Abstract:Background subtraction is a fundamental task in computer vision with numerous real-world applications, ranging from object tracking to video surveillance. Dynamic backgrounds poses a significant challenge here. Supervised deep learning-based techniques are currently considered state-of-the-art for this task. However, these methods require pixel-wise ground-truth labels, which can be time-consuming and expensive. In this work, we propose a weakly supervised framework that can perform background subtraction without requiring per-pixel ground-truth labels. Our framework is trained on a moving object-free sequence of images and comprises two networks. The first network is an autoencoder that generates background images and prepares dynamic background images for training the second network. The dynamic background images are obtained by thresholding the background-subtracted images. The second network is a U-Net that uses the same object-free video for training and the dynamic background images as pixel-wise ground-truth labels. During the test phase, the input images are processed by the autoencoder and U-Net, which generate background and dynamic background images, respectively. The dynamic background image helps remove dynamic motion from the background-subtracted image, enabling us to obtain a foreground image that is free of dynamic artifacts. To demonstrate the effectiveness of our method, we conducted experiments on selected categories of the CDnet 2014 dataset and the I2R dataset. Our method outperformed all top-ranked unsupervised methods. We also achieved better results than one of the two existing weakly supervised methods, and our performance was similar to the other. Our proposed method is online, real-time, efficient, and requires minimal frame-level annotation, making it suitable for a wide range of real-world applications.

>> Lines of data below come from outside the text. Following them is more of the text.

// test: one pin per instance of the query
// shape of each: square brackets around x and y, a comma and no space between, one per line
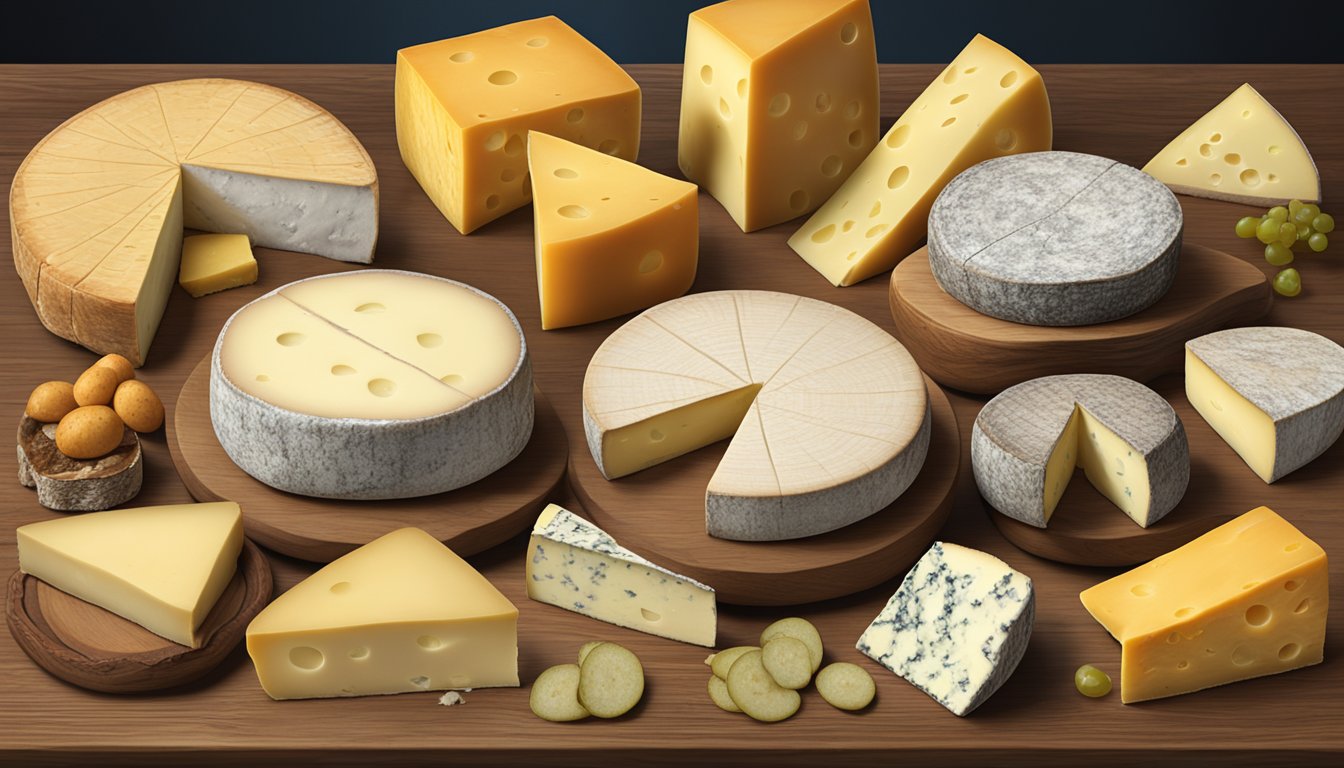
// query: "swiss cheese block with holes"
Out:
[1055,238]
[1242,151]
[464,108]
[363,385]
[778,104]
[98,206]
[1274,394]
[610,237]
[987,104]
[828,414]
[1128,440]
[401,613]
[1245,600]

What problem does this paper attempt to address?
The paper attempts to address the problem of real-time background subtraction in dynamic backgrounds. Background subtraction is a fundamental task in computer vision, widely used in object tracking, video surveillance, and other fields. However, the presence of dynamic backgrounds (such as fountains, swaying trees, water surface fluctuations, etc.) poses a significant challenge to background subtraction, as these dynamic changes may be mistakenly detected as foreground objects, thereby affecting the performance of the algorithm.

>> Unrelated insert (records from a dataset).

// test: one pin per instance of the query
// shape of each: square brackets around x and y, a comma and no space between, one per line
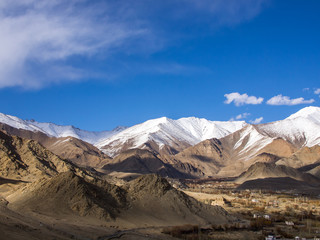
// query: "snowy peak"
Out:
[165,131]
[53,130]
[312,113]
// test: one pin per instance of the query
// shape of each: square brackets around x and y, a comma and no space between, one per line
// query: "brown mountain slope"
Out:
[270,170]
[157,203]
[304,156]
[282,184]
[204,159]
[141,162]
[69,194]
[73,149]
[147,201]
[26,159]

Traditional background subtraction methods, such as those based on statistical approaches and dynamic feedback mechanisms, have limitations when dealing with dynamic backgrounds. In recent years, although deep learning-based methods have made significant progress in background subtraction tasks, these methods usually require pixel-level annotated data for supervised training, which is not only time-consuming but also costly.

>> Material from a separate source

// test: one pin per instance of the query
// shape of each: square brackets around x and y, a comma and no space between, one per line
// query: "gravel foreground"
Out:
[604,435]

To address these issues, the paper proposes a weakly supervised framework that can perform background subtraction without relying on pixel-level ground truth labels. Specifically, the framework utilizes two neural networks: an Autoencoder to generate static background images, and a U-Net to predict dynamic background images. Through this approach, the paper aims to provide an efficient, real-time, and cost-effective solution, particularly suitable for background subtraction tasks in dynamic background scenarios.